Knowing the basics of CPR could help save a life when time is of the essence

People are learning how to save lives when seconds count
Published: Jan. 9, 2023 at 5:13 PM CST
Email This Link
Share on Pinterest
Share on LinkedIn

GREEN BAY, Wis. (WBAY) - Buffalo Bills Safety Damar Hamlin is well enough to transfer to a hospital in Buffalo just one week after he suffered a cardiac arrest and collapsed on the football field.

The medical staff that rushed to his side and immediately performed CPR are credited with saving his life.

It’s something so critical when the heart stops that local professionals hope this encourages everyone to learn at least the basics of CPR.

If someone collapses, the most important thing to do is call 911 and start chest compressions. This will help push the oxygenated blood already in the body to important organs, like the brain, heart and lungs.

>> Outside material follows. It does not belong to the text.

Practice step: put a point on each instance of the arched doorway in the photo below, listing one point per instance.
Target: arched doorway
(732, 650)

James Boland, an EMS instructor and coordinator at Northeast Wisconsin Technical College said mouth-to-mouth is no longer recommended for the public to perform CPR. Instead, he said you should link your hands and push down in the middle of the sternum with the palms of your hands.

“You can’t hurt them anymore. They’re already dead and so doing CPR, if you hear that cracking don’t stop,” said Boland. “We really need to compress the chest about two to two and a half inches which is a long way in order to get that oxygenated blood to move from the heart to the brain and circulating to all the rest of the body.”

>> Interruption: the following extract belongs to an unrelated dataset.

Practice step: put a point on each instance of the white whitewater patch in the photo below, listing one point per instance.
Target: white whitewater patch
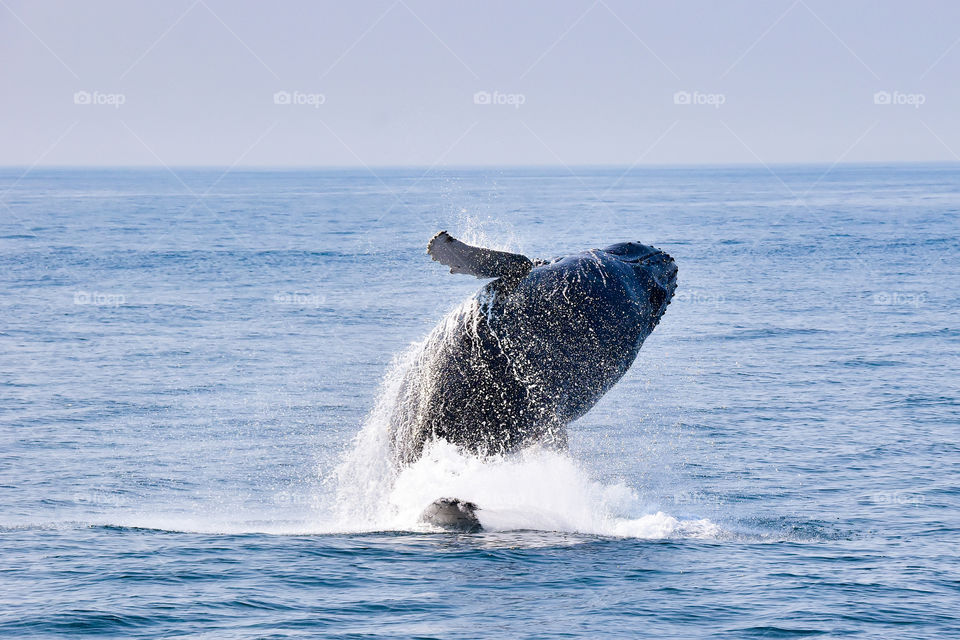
(535, 489)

To maintain a rhythm, Boland said it’s a good idea to sing the song ‘Staying alive’ to keep to the beat.

If an AED is available, Boland said they are simple to use. All you need to do is turn it on and follow the instructions. He said don’t wait for first responders to arrive before using it because time is of the essence

“They always say every one minute that someone doesn’t start CPR, they lose 10% of their chance of life,” said Boland.

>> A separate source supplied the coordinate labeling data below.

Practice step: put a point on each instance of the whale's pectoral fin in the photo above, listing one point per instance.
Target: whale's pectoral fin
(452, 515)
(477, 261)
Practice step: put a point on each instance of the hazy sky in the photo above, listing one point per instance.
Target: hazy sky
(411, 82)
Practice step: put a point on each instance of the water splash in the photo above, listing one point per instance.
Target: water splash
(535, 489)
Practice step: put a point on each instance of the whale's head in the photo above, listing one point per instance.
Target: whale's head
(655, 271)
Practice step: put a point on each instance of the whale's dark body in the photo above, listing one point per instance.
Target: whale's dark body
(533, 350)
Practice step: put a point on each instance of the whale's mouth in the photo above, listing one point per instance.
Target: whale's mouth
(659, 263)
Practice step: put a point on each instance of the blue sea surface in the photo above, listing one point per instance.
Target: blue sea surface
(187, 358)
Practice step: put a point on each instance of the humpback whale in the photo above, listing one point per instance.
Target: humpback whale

Boland admits CPR can be scary because you don’t want to hurt someone, but he said Wisconsin has a Good Samaritan Law for reassurance.

“If you acted in good faith and you try to do that the best you possibly can and never took any gratuity for it, you can’t be sued,” said Boland.

Boland encourages everyone to step in and help if someone goes into cardiac arrest because doing something is better than doing nothing when time matters.

“The more we can get the lay public test and learn CPR, the better off we all are,” said Boland.